Étant donné qu’il n’est pas en mesure d’affronter le processus judiciaire, les accusations sont suspendues le temps que la médication puisse le rendre apte. Il restera détenu en psychiatrie à l’Hôtel-Dieu pour au moins les 30 prochains jours, le temps d’ajuster sa médication.

« Un traitement forcé a été ordonné par le tribunal », mentionne Me Benoit Gagnon de l’aide juridique.

Agressé avec un cabaret

Le préposé aux bénéficiaires aurait été frappé à la tête à l’aide d’un cabaret de repas le 18 décembre dernier. Des blessures mineures avaient été constatées à l’urgence de l’Hôtel-Dieu où il s’était rendu après l’agression.

Une plainte pour agression armée avait été déposée au Service de police de Sherbrooke (SPS) et des policiers s’étaient rendus au pavillon Émile-Noël pour prendre les dépositions.

Rappelons que le 11 décembre 2019, le SPS avait effectué une perquisition de drogue sur trois des étages du département de psychiatrie de l’Hôtel-Dieu de Sherbrooke. Cette opération policière avait été rendue nécessaire après que plusieurs évènements inquiétants se soient déroulés dans le département au cours des dernières semaines.

Des employés de la psychiatrie s’étaient fait crever leurs pneus dans le stationnement de l’hôpital et plusieurs d’entre eux ont reçu des menaces de mort dans les semaines précédentes. Il y avait aussi des soupçons de consommation et de revente de drogue au sein du département.
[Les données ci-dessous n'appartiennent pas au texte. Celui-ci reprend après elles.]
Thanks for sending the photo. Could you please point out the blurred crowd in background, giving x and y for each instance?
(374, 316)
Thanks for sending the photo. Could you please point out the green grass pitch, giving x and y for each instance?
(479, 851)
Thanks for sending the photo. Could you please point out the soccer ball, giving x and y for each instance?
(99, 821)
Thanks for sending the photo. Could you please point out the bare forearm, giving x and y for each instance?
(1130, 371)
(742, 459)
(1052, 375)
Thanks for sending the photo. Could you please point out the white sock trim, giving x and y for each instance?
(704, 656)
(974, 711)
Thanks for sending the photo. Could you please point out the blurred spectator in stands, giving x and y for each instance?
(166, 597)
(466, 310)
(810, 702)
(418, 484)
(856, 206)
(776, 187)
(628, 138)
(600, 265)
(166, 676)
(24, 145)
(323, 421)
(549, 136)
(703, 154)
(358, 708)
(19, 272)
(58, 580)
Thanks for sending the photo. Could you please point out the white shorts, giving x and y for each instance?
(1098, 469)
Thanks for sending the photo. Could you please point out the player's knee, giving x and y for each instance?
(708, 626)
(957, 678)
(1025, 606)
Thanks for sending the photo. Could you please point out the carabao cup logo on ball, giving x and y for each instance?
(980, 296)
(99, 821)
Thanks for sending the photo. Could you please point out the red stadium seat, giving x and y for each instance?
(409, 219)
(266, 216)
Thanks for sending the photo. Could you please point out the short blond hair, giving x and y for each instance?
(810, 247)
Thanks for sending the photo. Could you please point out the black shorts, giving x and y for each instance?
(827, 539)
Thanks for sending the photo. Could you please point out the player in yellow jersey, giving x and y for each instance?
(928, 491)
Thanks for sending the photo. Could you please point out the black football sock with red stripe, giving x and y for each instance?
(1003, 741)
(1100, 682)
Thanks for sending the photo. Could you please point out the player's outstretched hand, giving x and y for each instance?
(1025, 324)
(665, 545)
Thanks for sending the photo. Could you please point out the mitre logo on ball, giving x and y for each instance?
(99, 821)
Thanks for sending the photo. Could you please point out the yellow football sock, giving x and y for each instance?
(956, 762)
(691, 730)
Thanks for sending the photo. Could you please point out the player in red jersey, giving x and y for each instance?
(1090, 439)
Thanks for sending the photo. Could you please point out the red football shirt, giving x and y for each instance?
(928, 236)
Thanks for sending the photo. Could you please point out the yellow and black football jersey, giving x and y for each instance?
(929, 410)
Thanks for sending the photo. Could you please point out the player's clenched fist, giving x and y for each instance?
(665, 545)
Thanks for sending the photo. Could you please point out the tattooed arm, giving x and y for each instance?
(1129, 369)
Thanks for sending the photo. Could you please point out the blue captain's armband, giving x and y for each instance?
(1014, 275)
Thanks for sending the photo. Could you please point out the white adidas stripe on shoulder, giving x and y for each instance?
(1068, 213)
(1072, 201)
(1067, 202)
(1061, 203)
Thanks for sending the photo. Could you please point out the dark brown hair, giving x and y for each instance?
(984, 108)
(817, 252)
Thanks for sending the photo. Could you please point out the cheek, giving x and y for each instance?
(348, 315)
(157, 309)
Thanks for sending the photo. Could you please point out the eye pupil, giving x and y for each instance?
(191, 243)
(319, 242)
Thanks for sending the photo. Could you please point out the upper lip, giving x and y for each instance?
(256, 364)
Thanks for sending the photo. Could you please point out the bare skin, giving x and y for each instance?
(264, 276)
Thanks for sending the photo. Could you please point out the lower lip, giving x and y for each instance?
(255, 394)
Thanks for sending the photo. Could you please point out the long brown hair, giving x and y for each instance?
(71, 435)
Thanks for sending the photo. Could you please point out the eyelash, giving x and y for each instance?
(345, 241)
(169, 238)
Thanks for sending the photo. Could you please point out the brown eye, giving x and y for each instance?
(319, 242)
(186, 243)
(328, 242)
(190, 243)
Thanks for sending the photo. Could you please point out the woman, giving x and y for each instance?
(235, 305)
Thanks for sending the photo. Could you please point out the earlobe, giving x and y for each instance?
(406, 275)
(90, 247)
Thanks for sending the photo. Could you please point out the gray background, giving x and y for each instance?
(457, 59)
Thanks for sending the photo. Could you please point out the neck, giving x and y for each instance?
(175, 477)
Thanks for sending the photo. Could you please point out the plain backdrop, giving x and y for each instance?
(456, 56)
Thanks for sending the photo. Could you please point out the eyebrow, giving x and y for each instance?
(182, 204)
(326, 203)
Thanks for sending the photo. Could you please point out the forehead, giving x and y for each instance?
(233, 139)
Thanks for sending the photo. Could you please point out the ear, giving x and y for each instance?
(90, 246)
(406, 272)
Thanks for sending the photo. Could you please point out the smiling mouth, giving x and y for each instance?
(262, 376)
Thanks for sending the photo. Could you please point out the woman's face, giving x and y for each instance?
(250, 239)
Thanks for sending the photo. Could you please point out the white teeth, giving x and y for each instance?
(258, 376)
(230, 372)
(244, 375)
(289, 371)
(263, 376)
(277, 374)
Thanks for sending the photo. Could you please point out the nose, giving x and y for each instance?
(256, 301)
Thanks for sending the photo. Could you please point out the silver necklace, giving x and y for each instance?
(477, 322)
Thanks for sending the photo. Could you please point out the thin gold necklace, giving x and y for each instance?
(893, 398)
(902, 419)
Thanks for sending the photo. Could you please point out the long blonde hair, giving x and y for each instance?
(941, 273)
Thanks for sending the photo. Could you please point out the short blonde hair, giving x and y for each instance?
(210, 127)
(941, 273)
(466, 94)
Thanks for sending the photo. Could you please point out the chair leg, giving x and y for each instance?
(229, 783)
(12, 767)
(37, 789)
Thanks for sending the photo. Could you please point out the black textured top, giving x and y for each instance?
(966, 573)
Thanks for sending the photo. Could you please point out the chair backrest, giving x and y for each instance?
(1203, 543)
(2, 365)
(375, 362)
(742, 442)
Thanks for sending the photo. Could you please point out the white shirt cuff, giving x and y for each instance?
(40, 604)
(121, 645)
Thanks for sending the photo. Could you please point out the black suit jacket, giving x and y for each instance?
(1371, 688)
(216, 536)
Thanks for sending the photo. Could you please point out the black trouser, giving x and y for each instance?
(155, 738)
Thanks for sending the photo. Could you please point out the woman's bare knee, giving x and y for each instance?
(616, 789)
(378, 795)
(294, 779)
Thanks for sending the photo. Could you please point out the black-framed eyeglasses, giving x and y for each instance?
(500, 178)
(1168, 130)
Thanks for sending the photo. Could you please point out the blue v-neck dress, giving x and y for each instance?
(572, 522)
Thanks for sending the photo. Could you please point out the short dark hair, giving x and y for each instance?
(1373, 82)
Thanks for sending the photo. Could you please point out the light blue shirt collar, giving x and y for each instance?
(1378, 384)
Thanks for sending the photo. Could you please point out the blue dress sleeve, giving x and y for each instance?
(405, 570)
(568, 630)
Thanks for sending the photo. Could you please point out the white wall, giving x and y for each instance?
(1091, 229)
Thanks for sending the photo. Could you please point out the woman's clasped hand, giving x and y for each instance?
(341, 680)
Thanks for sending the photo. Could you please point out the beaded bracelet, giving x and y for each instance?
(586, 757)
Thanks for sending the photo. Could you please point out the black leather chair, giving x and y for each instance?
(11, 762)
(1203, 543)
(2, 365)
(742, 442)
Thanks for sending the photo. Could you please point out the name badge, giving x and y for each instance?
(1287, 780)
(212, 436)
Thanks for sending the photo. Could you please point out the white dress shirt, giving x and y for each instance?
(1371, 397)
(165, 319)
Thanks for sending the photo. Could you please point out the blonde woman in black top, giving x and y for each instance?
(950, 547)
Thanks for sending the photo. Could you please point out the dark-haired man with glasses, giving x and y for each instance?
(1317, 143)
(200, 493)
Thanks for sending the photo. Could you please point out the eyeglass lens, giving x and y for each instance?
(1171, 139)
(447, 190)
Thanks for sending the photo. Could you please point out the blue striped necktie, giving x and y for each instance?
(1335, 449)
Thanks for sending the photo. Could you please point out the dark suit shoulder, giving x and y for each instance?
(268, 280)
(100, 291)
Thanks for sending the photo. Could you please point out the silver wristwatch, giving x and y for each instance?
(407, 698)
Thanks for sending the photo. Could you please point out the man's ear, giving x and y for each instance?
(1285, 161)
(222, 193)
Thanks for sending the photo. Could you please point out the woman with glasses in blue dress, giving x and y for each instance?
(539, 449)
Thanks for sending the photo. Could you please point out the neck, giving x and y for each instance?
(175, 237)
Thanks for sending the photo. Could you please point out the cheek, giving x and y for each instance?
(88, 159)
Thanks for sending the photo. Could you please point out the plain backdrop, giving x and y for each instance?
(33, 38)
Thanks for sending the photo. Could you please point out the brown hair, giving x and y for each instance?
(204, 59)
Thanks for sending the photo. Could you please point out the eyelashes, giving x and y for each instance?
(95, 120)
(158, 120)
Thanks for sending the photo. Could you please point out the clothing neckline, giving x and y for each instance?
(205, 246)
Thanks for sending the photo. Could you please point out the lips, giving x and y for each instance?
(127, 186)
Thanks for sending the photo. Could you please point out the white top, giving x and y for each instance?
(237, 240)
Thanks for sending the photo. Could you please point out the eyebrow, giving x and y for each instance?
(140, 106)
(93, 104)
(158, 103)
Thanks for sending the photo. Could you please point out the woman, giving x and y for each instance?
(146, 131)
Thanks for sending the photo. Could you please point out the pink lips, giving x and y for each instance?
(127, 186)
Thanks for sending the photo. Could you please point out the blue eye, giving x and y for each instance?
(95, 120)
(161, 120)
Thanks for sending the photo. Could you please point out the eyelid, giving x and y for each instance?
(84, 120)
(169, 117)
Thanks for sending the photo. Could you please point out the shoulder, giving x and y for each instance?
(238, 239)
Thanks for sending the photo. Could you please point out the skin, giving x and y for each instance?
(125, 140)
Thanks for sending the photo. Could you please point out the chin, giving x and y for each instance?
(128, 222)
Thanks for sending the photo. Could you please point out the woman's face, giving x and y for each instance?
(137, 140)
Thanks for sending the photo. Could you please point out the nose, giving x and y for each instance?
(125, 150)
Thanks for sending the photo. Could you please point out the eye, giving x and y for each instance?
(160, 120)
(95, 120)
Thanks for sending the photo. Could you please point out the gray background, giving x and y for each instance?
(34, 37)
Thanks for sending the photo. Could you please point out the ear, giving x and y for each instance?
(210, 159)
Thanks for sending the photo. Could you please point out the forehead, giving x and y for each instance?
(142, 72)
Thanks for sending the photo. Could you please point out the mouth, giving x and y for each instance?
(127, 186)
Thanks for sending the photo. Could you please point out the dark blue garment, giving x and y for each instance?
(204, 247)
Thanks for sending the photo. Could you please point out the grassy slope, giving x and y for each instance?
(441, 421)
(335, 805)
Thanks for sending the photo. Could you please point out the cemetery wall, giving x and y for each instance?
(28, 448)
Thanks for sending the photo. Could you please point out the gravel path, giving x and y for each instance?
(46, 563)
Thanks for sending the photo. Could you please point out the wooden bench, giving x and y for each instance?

Une semaine plus tard, cette agression était survenue. Exaspéré et découragé, l’infirmier Jean-Sébastien Blais avait lancé un vibrant cri du cœur sur Facebook après avoir vécu, avait-il écrit, l’une des journées les plus difficiles de sa carrière. Il avait été témoin de l’agression au cabaret envers son collègue.

« L’unité où je travaille ressemble maintenant à ce que l’on appelait autrefois... un asile! Un paquet de patients cordés là : des vieux malades, des plus jeunes, des déficients, des criminels, des toxicomanes... Malgré les cris à l’aide du personnel soignant, infirmières, infirmières auxiliaires et préposés... Aucun soutien de l’administration. (...) Des préposés utilisés comme des pions qui peuvent être interchangés. À recevoir des claques sur la gueule et se faire menacer de mort. Un personnel infirmier laissé à lui-même, car les médecins ont juste lâché prise... Résultat : du personnel ébranlé, des infirmières les yeux rouges et bouffis, des voix tremblantes par l’épuisement... »

L’infirmier a été suspendu pour trois semaines sans solde après cette sortie publique.

Pour le soutenir, ses collègues ont lancé une collecte de fonds pour l’aider à surmonter ces trois semaines sans salaire. Jusqu’ici, un peu plus de 3300 $ ont été récoltés sur un objectif de 3500 $.